During early embryonic development in vertebrates, a round clump of cells reshapes into an elongated structure with the future head at the anterior (A) end and the rump or tail at the opposite, posterior (P) end. This process, which is known as convergent extension, involves the narrowing and lengthening of a group of cells, the chordamesoderm cells, parallel to the A–P axis. A report in Nature now sheds light on how the cell movements that underlie convergent extension are aligned with the A–P axis in Xenopus laevis embryos.

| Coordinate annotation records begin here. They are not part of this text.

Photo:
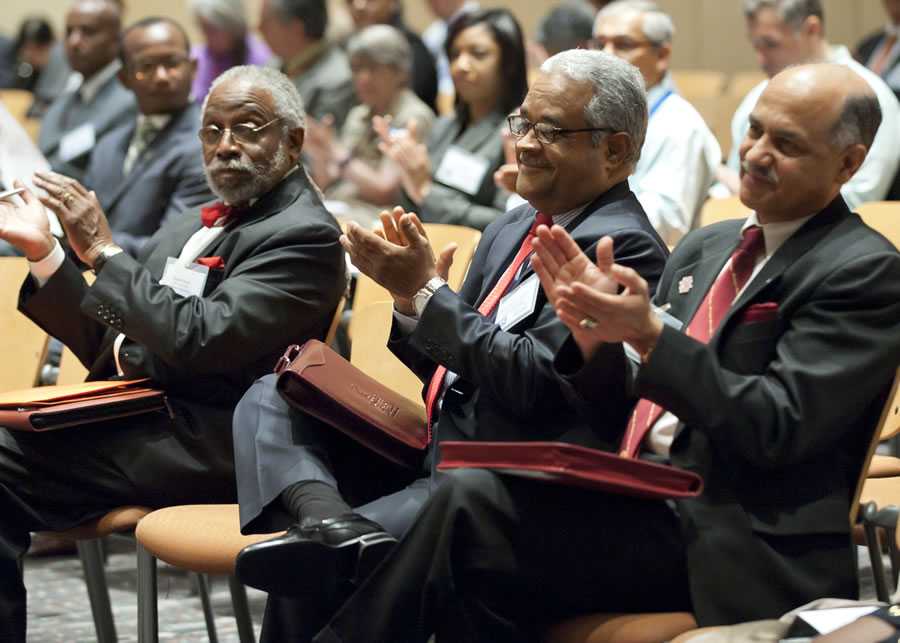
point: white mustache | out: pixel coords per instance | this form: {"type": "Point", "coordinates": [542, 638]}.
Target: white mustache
{"type": "Point", "coordinates": [766, 174]}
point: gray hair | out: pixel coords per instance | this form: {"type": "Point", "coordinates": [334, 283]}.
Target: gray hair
{"type": "Point", "coordinates": [383, 45]}
{"type": "Point", "coordinates": [858, 122]}
{"type": "Point", "coordinates": [619, 101]}
{"type": "Point", "coordinates": [228, 15]}
{"type": "Point", "coordinates": [792, 12]}
{"type": "Point", "coordinates": [656, 24]}
{"type": "Point", "coordinates": [287, 101]}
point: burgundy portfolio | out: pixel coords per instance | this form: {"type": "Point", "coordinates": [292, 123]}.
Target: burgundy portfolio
{"type": "Point", "coordinates": [573, 465]}
{"type": "Point", "coordinates": [318, 381]}
{"type": "Point", "coordinates": [46, 408]}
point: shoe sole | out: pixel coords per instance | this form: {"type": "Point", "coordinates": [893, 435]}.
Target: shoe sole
{"type": "Point", "coordinates": [307, 567]}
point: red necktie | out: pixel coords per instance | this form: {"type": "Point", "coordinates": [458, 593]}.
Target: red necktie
{"type": "Point", "coordinates": [211, 214]}
{"type": "Point", "coordinates": [706, 320]}
{"type": "Point", "coordinates": [487, 307]}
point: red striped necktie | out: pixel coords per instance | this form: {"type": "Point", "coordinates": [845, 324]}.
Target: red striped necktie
{"type": "Point", "coordinates": [706, 320]}
{"type": "Point", "coordinates": [487, 307]}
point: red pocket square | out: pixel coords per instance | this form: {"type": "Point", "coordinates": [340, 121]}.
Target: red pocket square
{"type": "Point", "coordinates": [766, 311]}
{"type": "Point", "coordinates": [212, 263]}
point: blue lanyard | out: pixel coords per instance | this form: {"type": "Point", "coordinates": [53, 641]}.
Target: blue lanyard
{"type": "Point", "coordinates": [658, 104]}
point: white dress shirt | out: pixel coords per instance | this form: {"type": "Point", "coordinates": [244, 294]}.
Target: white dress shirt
{"type": "Point", "coordinates": [662, 433]}
{"type": "Point", "coordinates": [677, 165]}
{"type": "Point", "coordinates": [874, 178]}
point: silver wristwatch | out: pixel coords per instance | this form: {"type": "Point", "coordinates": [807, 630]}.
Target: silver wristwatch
{"type": "Point", "coordinates": [423, 296]}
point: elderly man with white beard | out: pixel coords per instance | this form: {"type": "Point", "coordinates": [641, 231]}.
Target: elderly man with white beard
{"type": "Point", "coordinates": [208, 307]}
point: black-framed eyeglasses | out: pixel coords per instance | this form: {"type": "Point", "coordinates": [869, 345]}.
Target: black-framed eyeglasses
{"type": "Point", "coordinates": [548, 134]}
{"type": "Point", "coordinates": [145, 69]}
{"type": "Point", "coordinates": [242, 133]}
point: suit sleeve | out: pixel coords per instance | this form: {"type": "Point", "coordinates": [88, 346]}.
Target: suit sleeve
{"type": "Point", "coordinates": [831, 362]}
{"type": "Point", "coordinates": [516, 369]}
{"type": "Point", "coordinates": [286, 289]}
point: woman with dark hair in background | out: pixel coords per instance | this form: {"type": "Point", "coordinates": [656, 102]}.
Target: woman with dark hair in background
{"type": "Point", "coordinates": [451, 179]}
{"type": "Point", "coordinates": [27, 55]}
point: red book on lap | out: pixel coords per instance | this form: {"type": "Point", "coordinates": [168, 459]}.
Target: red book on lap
{"type": "Point", "coordinates": [573, 465]}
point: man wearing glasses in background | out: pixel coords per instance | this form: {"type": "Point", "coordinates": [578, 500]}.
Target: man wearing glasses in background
{"type": "Point", "coordinates": [209, 307]}
{"type": "Point", "coordinates": [150, 170]}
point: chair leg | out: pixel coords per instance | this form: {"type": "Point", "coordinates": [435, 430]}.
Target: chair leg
{"type": "Point", "coordinates": [148, 619]}
{"type": "Point", "coordinates": [241, 610]}
{"type": "Point", "coordinates": [91, 554]}
{"type": "Point", "coordinates": [202, 583]}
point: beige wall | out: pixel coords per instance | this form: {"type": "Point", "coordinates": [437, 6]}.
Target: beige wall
{"type": "Point", "coordinates": [710, 32]}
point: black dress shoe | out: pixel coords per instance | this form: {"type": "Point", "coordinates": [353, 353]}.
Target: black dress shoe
{"type": "Point", "coordinates": [315, 555]}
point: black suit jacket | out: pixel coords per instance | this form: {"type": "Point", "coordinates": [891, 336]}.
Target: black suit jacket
{"type": "Point", "coordinates": [507, 389]}
{"type": "Point", "coordinates": [165, 181]}
{"type": "Point", "coordinates": [284, 273]}
{"type": "Point", "coordinates": [775, 414]}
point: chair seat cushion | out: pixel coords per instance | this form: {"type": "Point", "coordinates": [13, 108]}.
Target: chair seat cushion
{"type": "Point", "coordinates": [622, 628]}
{"type": "Point", "coordinates": [200, 538]}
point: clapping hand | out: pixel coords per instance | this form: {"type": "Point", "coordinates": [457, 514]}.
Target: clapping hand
{"type": "Point", "coordinates": [25, 226]}
{"type": "Point", "coordinates": [587, 296]}
{"type": "Point", "coordinates": [399, 256]}
{"type": "Point", "coordinates": [410, 156]}
{"type": "Point", "coordinates": [79, 212]}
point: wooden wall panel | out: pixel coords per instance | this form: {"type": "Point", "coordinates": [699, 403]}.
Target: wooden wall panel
{"type": "Point", "coordinates": [710, 32]}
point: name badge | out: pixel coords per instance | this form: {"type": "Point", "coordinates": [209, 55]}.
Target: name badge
{"type": "Point", "coordinates": [461, 170]}
{"type": "Point", "coordinates": [518, 304]}
{"type": "Point", "coordinates": [187, 281]}
{"type": "Point", "coordinates": [77, 142]}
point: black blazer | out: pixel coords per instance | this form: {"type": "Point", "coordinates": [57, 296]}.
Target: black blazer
{"type": "Point", "coordinates": [284, 273]}
{"type": "Point", "coordinates": [165, 181]}
{"type": "Point", "coordinates": [776, 412]}
{"type": "Point", "coordinates": [507, 389]}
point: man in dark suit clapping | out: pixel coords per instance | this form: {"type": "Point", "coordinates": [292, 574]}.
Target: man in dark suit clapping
{"type": "Point", "coordinates": [207, 308]}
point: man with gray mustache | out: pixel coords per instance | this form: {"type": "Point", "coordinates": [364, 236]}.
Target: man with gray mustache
{"type": "Point", "coordinates": [206, 309]}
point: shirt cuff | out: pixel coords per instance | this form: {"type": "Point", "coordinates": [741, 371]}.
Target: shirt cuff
{"type": "Point", "coordinates": [42, 270]}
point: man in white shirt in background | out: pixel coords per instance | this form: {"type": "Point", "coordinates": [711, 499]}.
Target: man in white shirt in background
{"type": "Point", "coordinates": [792, 32]}
{"type": "Point", "coordinates": [680, 154]}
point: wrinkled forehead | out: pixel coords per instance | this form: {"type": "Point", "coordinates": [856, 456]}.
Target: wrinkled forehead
{"type": "Point", "coordinates": [236, 99]}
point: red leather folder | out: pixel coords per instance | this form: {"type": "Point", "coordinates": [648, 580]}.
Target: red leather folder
{"type": "Point", "coordinates": [318, 381]}
{"type": "Point", "coordinates": [48, 408]}
{"type": "Point", "coordinates": [573, 465]}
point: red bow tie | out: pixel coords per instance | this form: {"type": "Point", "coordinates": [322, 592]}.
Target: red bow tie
{"type": "Point", "coordinates": [213, 213]}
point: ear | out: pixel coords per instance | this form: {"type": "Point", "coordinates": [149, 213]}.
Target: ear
{"type": "Point", "coordinates": [851, 161]}
{"type": "Point", "coordinates": [295, 143]}
{"type": "Point", "coordinates": [618, 146]}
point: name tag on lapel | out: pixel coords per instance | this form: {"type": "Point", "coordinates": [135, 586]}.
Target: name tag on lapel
{"type": "Point", "coordinates": [77, 142]}
{"type": "Point", "coordinates": [187, 281]}
{"type": "Point", "coordinates": [518, 304]}
{"type": "Point", "coordinates": [461, 170]}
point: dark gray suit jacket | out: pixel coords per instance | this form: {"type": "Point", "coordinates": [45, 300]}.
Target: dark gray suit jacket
{"type": "Point", "coordinates": [283, 275]}
{"type": "Point", "coordinates": [776, 412]}
{"type": "Point", "coordinates": [166, 179]}
{"type": "Point", "coordinates": [112, 106]}
{"type": "Point", "coordinates": [507, 388]}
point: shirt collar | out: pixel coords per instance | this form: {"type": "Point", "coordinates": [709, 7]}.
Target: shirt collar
{"type": "Point", "coordinates": [88, 89]}
{"type": "Point", "coordinates": [775, 233]}
{"type": "Point", "coordinates": [664, 85]}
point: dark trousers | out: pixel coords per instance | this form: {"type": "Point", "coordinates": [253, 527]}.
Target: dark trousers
{"type": "Point", "coordinates": [497, 559]}
{"type": "Point", "coordinates": [55, 480]}
{"type": "Point", "coordinates": [276, 446]}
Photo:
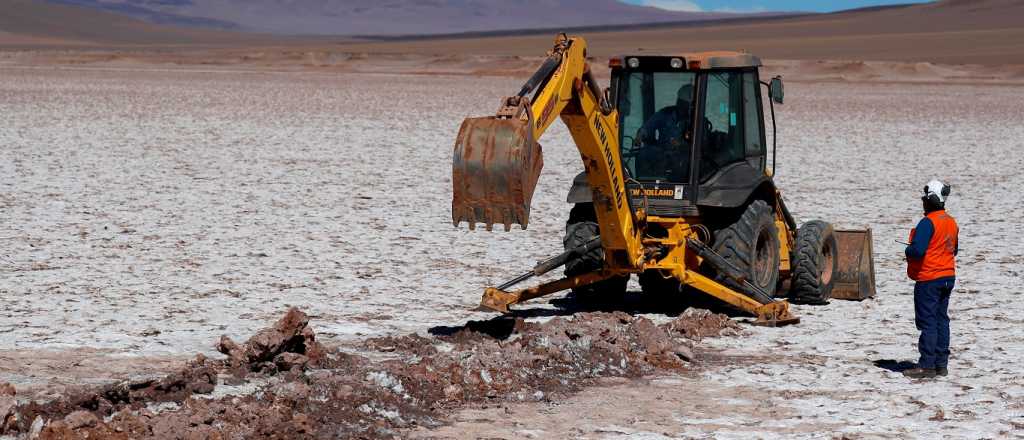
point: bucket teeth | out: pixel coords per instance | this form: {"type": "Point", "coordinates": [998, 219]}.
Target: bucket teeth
{"type": "Point", "coordinates": [496, 165]}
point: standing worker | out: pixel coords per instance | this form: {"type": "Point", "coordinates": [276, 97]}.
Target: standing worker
{"type": "Point", "coordinates": [932, 263]}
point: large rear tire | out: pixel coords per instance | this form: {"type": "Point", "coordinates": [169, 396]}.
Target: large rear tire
{"type": "Point", "coordinates": [752, 245]}
{"type": "Point", "coordinates": [581, 227]}
{"type": "Point", "coordinates": [815, 263]}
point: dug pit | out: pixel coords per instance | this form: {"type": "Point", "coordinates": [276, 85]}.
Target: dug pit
{"type": "Point", "coordinates": [388, 385]}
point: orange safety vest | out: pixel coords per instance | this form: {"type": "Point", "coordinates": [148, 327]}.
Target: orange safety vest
{"type": "Point", "coordinates": [939, 261]}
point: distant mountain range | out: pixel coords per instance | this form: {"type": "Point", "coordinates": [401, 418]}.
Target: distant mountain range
{"type": "Point", "coordinates": [380, 17]}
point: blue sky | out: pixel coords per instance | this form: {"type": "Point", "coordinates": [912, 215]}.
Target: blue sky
{"type": "Point", "coordinates": [763, 5]}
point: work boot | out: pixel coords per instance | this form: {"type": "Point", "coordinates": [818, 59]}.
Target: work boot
{"type": "Point", "coordinates": [920, 372]}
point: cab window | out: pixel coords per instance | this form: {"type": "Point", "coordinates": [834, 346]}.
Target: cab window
{"type": "Point", "coordinates": [656, 118]}
{"type": "Point", "coordinates": [723, 137]}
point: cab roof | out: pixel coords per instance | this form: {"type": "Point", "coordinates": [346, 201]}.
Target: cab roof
{"type": "Point", "coordinates": [709, 59]}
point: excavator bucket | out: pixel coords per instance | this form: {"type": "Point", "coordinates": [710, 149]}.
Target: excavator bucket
{"type": "Point", "coordinates": [495, 169]}
{"type": "Point", "coordinates": [855, 279]}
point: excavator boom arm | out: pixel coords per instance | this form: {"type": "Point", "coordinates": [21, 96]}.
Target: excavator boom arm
{"type": "Point", "coordinates": [497, 160]}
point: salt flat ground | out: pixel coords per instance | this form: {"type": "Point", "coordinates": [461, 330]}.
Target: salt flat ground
{"type": "Point", "coordinates": [144, 213]}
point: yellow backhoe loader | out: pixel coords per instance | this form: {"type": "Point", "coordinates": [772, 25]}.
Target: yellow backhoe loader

By dissociating chordamesoderm cells, mixing them up and letting them reaggregate, Ninomiya et al. found that the cells rearranged themselves according to their original A or P position. In support of this intrinsic chordamesodermal A–P pattern, the X. laevis brachyury (Xbra) and chordin (chd) genes show a typical reverse expression pattern, with low A and high P Xbra expression, and the opposite pattern for chd.

So, what's the relevance of chordamesodermal A–P patterning? To probe this problem, the authors dissociated chordamesoderm cells from the A and P regions, reaggregated them separately, and then combined these aggregates. Combinations of identical aggregates remained round, whereas combined A and P aggregates became elongated along the A–P axis. A–P polarity therefore seems to be required for convergent extension.

At certain concentrations, the signalling molecule activin induces chd expression and reduces that of Xbra. Treating explants in vitro with graded doses of activin caused them to elongate, whereas the uniform exposure to high or low doses of activin meant that the explants remained spherical. Expression of chd and Xbra was more evenly distributed in uniformly exposed explants when compared with the graded explants, which showed an Xbrachd expression gradient. So, graded activin signalling can establish A–P polarity and trigger convergent extension. According to the authors, a different signalling molecule, Nodal, rather than activin, is likely to be responsible for controlling A–P patterning in vivo.

In a final set of experiments, the impairment of the Wnt/planar cell polarity (PCP) pathway prevented the elongation of explants, but did not disturb the graded gene-expression pattern. So, Wnt/PCP signalling seems to control convergent extension independently of A–P polarity, which indicates that the two pathways probably function in parallel.

Together, these new findings pave the way for investigating the specific cellular properties that make polarized chordamesoderm cells intercalate, and converge and extend along the A–P axis, thereby separating head from tail.